The families of low wage workers tend to live paycheck to paycheck, with few “rainy day” savings. They are also consumers, supporting their local economies by shopping at grocery stores retailers, and service establishments.
“With consumer spending comprising 70 percent of the U.S. gross domestic product, spending by low-wage workers helps to power our economy,” Borkowski and Monforton observe.
“An on-the-job injury or illness can quickly disrupt this paycheck-to-paycheck balancing act, and have an immediate effect on a family’s spending with local retailers. A serious injury at work, like a third-degree burn, amputation, or broken bone, can come with a physician’s order to take a few days off of work. But a few missed shifts mean a much smaller paycheck.”
Only 19% of low wage workers have jobs that provide them with paid sick leave.
And the ultimate, aggregate cost to the U.S. economy?

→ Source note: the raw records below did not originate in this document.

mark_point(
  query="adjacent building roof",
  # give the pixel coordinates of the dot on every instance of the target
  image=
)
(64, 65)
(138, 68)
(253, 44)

The brief cites a 2012 white paper in which health economist J. Paul Leigh of University of California Davis, calculated that figure – which includes healthcare services, lost earnings and home production -- at more than $39 billion. (That figure does not include occupational disease deaths which develop years after exposure.)
The brief says that employees are often “unpleasantly surprised” to learn how limited workers’ compensation benefits are. Under most states’ laws, the wage replacement benefit doesn’t go into effect unless a worker needs to miss at least three to seven consecutive work shifts. Furthermore, some states – like Texas – don’t require employers to carry workers’ compensation insurance.
On a national scale, several million farm workers and domestic workers are excluded altogether from workers’ compensation.
Click here to read the brief, Mom’s off Work ‘Cause She Got Hurt: The Economic Impact of Workplace Injuries and Illnesses in the U.S.’s Growing Low-Wage Workforce.
Borkowski is a Research Associate and Monforton a Professorial Lecturer in the Department of Environmental & Occupational Health at the George Washington University School of Public Health & Health Services.